From the very commencement of this change, at first so
gradual in its advances, Miss Montague had of course been
aware of it. The intimacy involved in their peculiar
relation, as well as the near interest which it inspired,
afforded, in her case, a like opportunity and motive for the
successful exercise of that keen and penetrating observation
peculiar to her sex.
His visits became, at length, so interrupted, and his
manner, while they lasted, so abstracted, strange, and
agitated, that Lady L–-, after hinting her anxiety and her
suspicions more than once, at length distinctly stated her
anxiety, and pressed for an explanation.
The explanation was given, and although its nature at
first relieved the worst solicitudes of the old lady and her
niece, yet the circumstances which attended it, and the
really dreadful consequences which it obviously indicated,
as regarded the spirits, and indeed the reason of the now
wretched man who made the strange declaration, were enough,
upon little reflection, to fill their minds with
perturbation and alarm.
General Montague, the young lady’s father, at length
arrived. He had himself slightly known Barton some ten or
twelve years previously and, being aware of his fortune and
connexions, was disposed to regard him as an unexceptionable
and indeed a most desirable match for his daughter. He
laughed at the story of Barton’s supernatural visitations,
and lost no time in calling upon his intended son-in-law.
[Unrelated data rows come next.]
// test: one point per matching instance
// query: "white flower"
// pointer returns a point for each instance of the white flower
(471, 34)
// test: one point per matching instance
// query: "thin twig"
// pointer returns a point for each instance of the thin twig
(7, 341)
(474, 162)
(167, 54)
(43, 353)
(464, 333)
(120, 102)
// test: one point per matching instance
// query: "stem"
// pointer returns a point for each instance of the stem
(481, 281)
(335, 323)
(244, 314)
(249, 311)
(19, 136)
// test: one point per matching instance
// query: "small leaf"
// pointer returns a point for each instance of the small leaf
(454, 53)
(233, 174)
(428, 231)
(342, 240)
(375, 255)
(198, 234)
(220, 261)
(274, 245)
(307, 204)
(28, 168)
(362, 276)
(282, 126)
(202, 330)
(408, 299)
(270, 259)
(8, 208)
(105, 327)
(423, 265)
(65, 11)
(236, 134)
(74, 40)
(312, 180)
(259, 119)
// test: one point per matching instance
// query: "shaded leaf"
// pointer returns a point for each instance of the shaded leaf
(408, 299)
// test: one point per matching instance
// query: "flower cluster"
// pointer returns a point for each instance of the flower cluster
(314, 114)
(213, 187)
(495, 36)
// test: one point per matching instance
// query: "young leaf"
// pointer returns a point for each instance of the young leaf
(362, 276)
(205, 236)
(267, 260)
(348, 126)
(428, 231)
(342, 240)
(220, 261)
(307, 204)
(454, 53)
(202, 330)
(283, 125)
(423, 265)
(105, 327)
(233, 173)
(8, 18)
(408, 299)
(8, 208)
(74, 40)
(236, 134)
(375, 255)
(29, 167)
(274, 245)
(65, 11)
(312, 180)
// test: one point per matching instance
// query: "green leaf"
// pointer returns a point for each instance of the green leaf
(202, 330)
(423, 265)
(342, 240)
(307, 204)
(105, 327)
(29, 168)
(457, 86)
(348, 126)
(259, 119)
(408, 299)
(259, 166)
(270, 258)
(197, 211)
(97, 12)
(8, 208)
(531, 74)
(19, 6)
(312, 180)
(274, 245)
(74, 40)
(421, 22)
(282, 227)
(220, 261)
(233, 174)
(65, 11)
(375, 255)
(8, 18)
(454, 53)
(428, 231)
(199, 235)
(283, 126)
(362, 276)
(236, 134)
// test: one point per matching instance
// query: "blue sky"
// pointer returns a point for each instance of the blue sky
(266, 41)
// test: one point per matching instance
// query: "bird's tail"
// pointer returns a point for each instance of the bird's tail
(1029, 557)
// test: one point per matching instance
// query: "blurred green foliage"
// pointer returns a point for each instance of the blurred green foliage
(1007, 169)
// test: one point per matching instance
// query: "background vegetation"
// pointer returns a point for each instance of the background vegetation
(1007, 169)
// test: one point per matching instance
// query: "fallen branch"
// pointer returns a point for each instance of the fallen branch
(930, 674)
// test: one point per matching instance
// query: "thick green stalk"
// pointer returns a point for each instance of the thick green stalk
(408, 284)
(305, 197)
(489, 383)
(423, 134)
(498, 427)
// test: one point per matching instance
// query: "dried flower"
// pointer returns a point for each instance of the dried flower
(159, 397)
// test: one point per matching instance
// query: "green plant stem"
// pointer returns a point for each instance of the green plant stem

“My dear Barton,” he continued, gaily, after a little
conversation, “my sister tells me that you are a victim to
blue devils, in quite a new and original shape.”
Barton changed countenance, and sighed profoundly.
“Come, come; I protest this will never do,” continued the
General; “you are more like a man on his way to the gallows
than to the altar. These devils have made quite a saint of
you.”
Barton made an effort to change the conversation.
“No, no, it won’t do,” said his visitor laughing; “I am
resolved to say what I have to say upon this magnificent
mock mystery of yours. You must not be angry, but really it
is too bad to see you at your time of life absolutely
frightened into good behaviour, like a naughty child, by a
bugaboo, and as far as I can learn a very contemptible one.
Seriously, I have been a good deal annoyed at what they tell
me; but at the same time thoroughly convinced that there is
nothing in the matter that may not be cleared up, with a
little attention and management, within a week at furthest.”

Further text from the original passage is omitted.